If the RQ is 6 and the k2t is 4, what is the removal efficiency of (CO2) of the co-current tower aerator. What will be the efficiency if a tower aeration with counter current flow is used instead?

The efficiency of the co-current tower aerator (%): ____

The efficiency of the counter current tower aerator (%): _____

To calculate the efficiency of a tower aerator, we need the removal efficiency of a particular component and the knowledge of the RQ (Removal Quantity) and k2t (Contact Time Exponent).

To calculate the removal efficiency (%), we use the formula:

Efficiency = (1 - e^(-k2t)) * 100

Given that RQ = 6 and k2t = 4, we can calculate the efficiency for the co-current tower aerator using the formula provided above.

Efficiency of the co-current tower aerator:
Efficiency = (1 - e^(-4)) * 100
Efficiency ≈ (1 - 0.0183) * 100
Efficiency ≈ 98.17%

Now, let's find the efficiency for the counter current tower aerator. In this case, the counter current flow allows for greater contact time between the gas and the liquid, which typically results in higher efficiency.

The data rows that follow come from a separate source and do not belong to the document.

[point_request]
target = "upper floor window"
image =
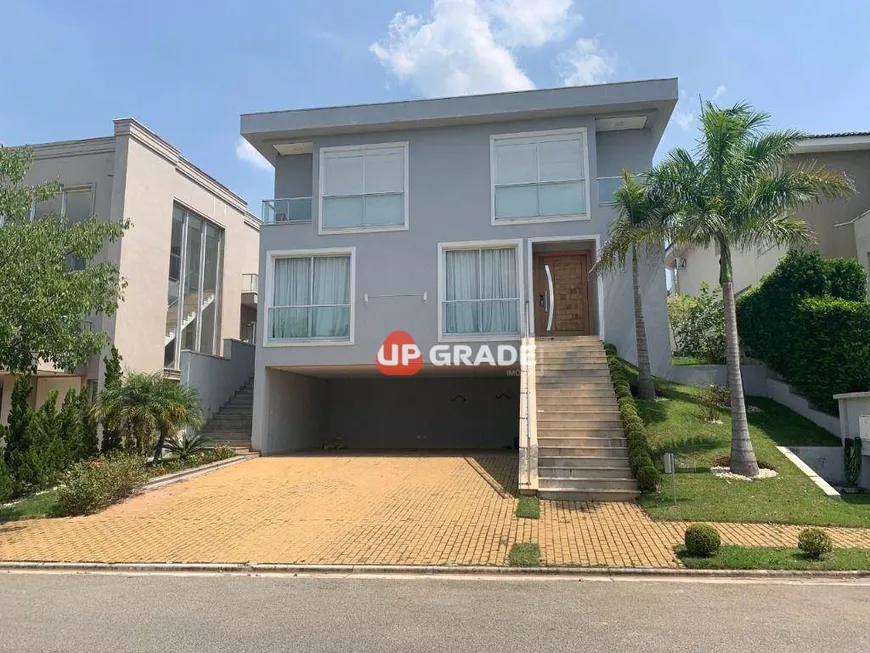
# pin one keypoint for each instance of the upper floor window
(539, 176)
(479, 289)
(364, 188)
(75, 203)
(311, 297)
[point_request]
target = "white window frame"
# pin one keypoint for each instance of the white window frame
(445, 247)
(567, 133)
(325, 152)
(78, 188)
(271, 257)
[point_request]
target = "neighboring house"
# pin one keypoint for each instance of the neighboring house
(446, 219)
(842, 227)
(189, 259)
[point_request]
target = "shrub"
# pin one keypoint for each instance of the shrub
(639, 458)
(93, 485)
(821, 305)
(697, 325)
(647, 478)
(702, 540)
(6, 486)
(188, 445)
(815, 542)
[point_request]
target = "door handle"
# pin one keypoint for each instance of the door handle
(551, 308)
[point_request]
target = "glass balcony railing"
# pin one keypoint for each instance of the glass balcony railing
(291, 210)
(250, 282)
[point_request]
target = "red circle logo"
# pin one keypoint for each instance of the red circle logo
(399, 355)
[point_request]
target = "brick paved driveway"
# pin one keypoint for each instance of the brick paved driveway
(364, 509)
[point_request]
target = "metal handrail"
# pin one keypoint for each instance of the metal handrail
(287, 210)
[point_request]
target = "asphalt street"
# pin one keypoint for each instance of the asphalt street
(179, 613)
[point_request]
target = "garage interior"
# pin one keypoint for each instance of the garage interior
(363, 410)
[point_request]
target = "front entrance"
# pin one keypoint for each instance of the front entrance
(562, 297)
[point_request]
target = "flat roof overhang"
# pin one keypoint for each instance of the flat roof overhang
(653, 98)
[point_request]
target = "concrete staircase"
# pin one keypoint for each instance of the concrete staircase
(232, 424)
(582, 453)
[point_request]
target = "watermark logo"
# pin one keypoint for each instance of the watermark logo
(399, 355)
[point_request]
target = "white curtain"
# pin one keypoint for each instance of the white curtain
(461, 276)
(482, 293)
(331, 297)
(291, 290)
(498, 281)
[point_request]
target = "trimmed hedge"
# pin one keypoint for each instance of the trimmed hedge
(809, 320)
(639, 452)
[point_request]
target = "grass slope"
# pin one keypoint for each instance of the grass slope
(676, 425)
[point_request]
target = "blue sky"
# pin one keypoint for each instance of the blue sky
(187, 70)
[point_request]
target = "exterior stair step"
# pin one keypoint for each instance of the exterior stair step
(588, 483)
(554, 494)
(586, 462)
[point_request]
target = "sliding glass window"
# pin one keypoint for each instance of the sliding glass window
(193, 300)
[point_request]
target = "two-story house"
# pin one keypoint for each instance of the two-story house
(189, 259)
(459, 221)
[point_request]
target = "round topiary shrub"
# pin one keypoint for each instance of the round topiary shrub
(647, 478)
(639, 459)
(815, 542)
(702, 540)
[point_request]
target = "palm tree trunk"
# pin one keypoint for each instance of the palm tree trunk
(158, 448)
(645, 386)
(743, 460)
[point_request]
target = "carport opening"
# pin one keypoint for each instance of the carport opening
(379, 413)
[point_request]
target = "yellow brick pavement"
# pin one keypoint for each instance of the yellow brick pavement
(366, 509)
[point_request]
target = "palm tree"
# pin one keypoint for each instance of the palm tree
(739, 191)
(145, 404)
(641, 223)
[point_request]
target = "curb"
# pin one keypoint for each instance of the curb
(185, 474)
(428, 570)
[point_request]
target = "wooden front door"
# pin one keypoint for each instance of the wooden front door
(562, 299)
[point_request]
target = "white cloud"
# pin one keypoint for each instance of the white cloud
(585, 63)
(246, 152)
(468, 46)
(532, 23)
(684, 119)
(454, 53)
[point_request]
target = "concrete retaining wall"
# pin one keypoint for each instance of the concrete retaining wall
(218, 378)
(827, 462)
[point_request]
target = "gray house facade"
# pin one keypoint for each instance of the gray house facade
(461, 221)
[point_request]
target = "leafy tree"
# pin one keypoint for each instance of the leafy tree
(696, 323)
(739, 190)
(111, 378)
(149, 406)
(43, 303)
(642, 215)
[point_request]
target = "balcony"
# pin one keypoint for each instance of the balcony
(290, 210)
(250, 288)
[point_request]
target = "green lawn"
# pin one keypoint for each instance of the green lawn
(675, 425)
(761, 557)
(34, 507)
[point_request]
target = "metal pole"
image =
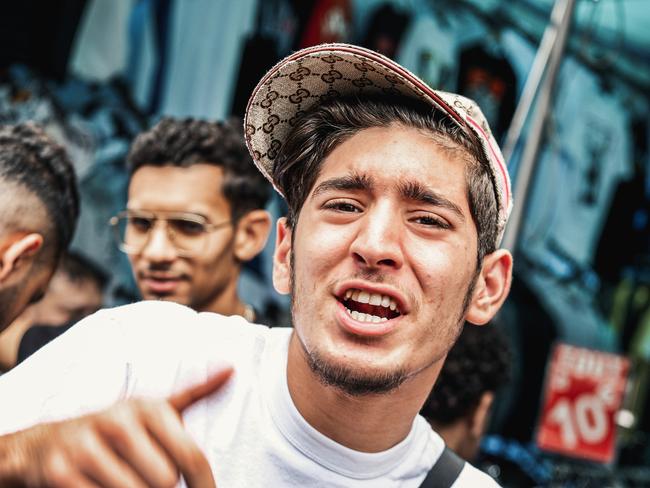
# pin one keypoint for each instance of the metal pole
(561, 17)
(533, 81)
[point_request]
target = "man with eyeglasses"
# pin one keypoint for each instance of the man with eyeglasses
(195, 214)
(398, 197)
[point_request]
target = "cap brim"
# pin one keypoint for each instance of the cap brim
(311, 75)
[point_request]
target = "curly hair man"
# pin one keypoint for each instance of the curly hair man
(459, 405)
(39, 207)
(195, 214)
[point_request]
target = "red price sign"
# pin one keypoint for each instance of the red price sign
(584, 390)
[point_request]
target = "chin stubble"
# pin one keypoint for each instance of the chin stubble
(353, 382)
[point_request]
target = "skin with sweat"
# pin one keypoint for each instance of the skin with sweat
(388, 214)
(206, 282)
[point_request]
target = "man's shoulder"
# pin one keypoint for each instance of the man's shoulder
(470, 477)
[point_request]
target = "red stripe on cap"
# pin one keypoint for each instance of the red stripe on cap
(504, 174)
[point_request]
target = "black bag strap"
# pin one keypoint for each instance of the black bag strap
(445, 471)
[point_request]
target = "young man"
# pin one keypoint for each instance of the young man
(459, 405)
(195, 214)
(38, 214)
(397, 201)
(74, 292)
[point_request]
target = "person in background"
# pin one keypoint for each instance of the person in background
(195, 214)
(75, 291)
(39, 207)
(458, 407)
(398, 198)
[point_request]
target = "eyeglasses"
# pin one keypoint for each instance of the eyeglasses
(186, 231)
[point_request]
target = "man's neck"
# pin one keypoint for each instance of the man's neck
(366, 423)
(10, 341)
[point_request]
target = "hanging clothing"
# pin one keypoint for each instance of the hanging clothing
(489, 79)
(100, 49)
(431, 45)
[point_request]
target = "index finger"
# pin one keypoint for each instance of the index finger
(183, 399)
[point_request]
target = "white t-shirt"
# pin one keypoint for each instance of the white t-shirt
(251, 432)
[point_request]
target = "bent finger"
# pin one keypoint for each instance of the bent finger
(183, 399)
(166, 427)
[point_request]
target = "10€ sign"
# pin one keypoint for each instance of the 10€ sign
(584, 390)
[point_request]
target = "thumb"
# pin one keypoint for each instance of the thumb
(184, 398)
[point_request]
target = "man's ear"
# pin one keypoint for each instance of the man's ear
(16, 251)
(492, 287)
(282, 258)
(251, 234)
(481, 414)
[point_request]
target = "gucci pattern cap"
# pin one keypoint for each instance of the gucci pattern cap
(310, 75)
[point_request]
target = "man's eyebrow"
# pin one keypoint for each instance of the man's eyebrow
(419, 193)
(349, 182)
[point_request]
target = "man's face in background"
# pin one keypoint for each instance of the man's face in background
(67, 300)
(163, 270)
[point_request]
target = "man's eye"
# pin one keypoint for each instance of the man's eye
(141, 224)
(431, 221)
(187, 227)
(342, 207)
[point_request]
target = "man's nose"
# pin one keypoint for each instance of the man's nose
(159, 247)
(378, 242)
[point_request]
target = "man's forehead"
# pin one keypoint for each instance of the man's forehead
(407, 189)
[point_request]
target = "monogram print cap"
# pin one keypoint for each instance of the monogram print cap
(316, 73)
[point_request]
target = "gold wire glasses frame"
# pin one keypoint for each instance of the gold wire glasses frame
(186, 231)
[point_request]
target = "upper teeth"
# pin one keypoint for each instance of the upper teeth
(371, 298)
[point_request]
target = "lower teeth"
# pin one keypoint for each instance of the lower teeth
(364, 317)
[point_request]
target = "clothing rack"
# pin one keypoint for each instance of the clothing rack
(607, 72)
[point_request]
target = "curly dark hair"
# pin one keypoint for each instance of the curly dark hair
(479, 362)
(326, 125)
(189, 141)
(28, 157)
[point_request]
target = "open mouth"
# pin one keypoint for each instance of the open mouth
(369, 307)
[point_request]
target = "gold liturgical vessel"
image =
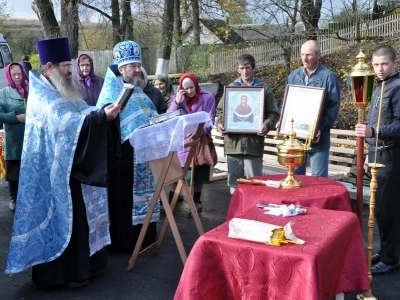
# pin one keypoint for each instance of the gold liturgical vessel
(291, 154)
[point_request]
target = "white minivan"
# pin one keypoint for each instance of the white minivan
(5, 59)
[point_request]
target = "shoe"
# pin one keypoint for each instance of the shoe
(76, 284)
(375, 259)
(11, 206)
(382, 269)
(199, 206)
(162, 209)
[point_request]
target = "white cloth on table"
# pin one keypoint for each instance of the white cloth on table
(156, 141)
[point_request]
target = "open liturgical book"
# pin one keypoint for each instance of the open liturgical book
(125, 95)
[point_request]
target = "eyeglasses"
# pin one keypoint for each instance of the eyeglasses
(67, 66)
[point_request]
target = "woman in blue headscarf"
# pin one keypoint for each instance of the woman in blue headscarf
(12, 115)
(88, 83)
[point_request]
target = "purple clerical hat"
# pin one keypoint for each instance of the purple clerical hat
(54, 50)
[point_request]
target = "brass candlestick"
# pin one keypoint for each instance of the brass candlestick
(291, 154)
(373, 187)
(362, 86)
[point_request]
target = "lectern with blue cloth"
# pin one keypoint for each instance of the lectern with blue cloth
(158, 144)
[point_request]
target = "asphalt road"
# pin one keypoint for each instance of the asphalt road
(155, 275)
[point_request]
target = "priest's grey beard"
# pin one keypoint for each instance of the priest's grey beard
(135, 80)
(64, 86)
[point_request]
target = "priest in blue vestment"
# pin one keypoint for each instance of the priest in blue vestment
(61, 221)
(131, 186)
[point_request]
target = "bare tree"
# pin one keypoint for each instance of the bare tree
(166, 40)
(70, 23)
(310, 12)
(177, 23)
(196, 22)
(44, 11)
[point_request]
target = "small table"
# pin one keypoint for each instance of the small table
(330, 262)
(316, 192)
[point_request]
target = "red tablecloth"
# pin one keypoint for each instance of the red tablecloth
(331, 261)
(316, 192)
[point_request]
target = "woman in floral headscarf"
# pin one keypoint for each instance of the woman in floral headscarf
(191, 98)
(161, 81)
(88, 83)
(12, 115)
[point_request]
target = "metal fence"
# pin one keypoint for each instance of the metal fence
(223, 59)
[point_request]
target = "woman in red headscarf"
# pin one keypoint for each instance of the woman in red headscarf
(12, 115)
(191, 98)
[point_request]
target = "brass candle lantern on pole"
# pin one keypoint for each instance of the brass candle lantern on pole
(373, 187)
(362, 86)
(291, 154)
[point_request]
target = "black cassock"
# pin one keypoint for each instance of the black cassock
(96, 145)
(120, 204)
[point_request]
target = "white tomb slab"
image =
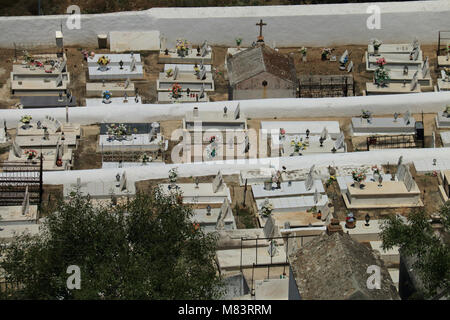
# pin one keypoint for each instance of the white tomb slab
(428, 166)
(344, 180)
(192, 57)
(394, 61)
(185, 80)
(297, 188)
(101, 189)
(8, 232)
(120, 41)
(442, 121)
(390, 256)
(443, 62)
(443, 85)
(445, 138)
(404, 48)
(391, 194)
(308, 146)
(134, 142)
(166, 97)
(185, 67)
(204, 193)
(290, 204)
(256, 176)
(361, 127)
(13, 215)
(300, 127)
(363, 233)
(231, 259)
(95, 89)
(391, 88)
(115, 101)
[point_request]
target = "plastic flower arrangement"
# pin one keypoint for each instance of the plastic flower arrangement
(31, 154)
(26, 119)
(103, 61)
(381, 62)
(176, 90)
(376, 43)
(117, 131)
(173, 174)
(266, 208)
(181, 47)
(359, 175)
(381, 76)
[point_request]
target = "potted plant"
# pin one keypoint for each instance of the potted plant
(103, 62)
(303, 51)
(381, 77)
(376, 45)
(350, 221)
(358, 176)
(238, 43)
(266, 208)
(31, 154)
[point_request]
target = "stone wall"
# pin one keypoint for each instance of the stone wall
(310, 25)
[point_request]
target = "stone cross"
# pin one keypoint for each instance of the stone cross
(261, 24)
(217, 182)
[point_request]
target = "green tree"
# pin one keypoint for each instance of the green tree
(146, 249)
(430, 252)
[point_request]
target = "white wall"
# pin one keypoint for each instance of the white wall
(261, 108)
(160, 170)
(311, 25)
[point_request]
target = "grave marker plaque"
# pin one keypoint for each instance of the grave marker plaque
(237, 112)
(340, 141)
(123, 181)
(175, 73)
(26, 202)
(224, 212)
(309, 179)
(217, 182)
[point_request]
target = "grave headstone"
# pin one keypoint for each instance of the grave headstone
(26, 202)
(175, 73)
(317, 196)
(127, 83)
(408, 180)
(202, 91)
(407, 117)
(123, 181)
(202, 74)
(425, 67)
(224, 213)
(401, 172)
(17, 149)
(58, 80)
(237, 112)
(310, 179)
(217, 182)
(133, 64)
(350, 66)
(340, 141)
(269, 227)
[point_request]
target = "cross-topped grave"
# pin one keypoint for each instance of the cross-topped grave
(217, 182)
(309, 179)
(261, 24)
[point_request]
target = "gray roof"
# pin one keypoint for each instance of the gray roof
(253, 61)
(334, 267)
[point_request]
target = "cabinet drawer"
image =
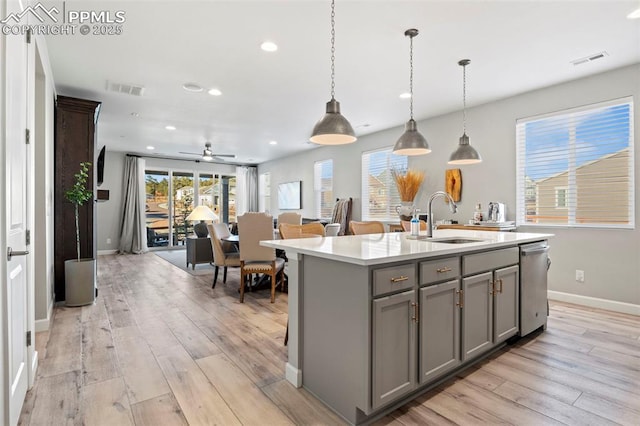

To calculate the efficiency of the counter current tower aerator, we use the same formula as before, but with a different value for k2t:

Efficiency = (1 - e^(-k2t_counter_current)) * 100

However, since the value of k2t for the counter current tower aerator is not provided in the question, we cannot calculate the efficiency without this information. If you have the value of k2t for the counter current tower aerator, please provide that, and I will be able to calculate the efficiency for you.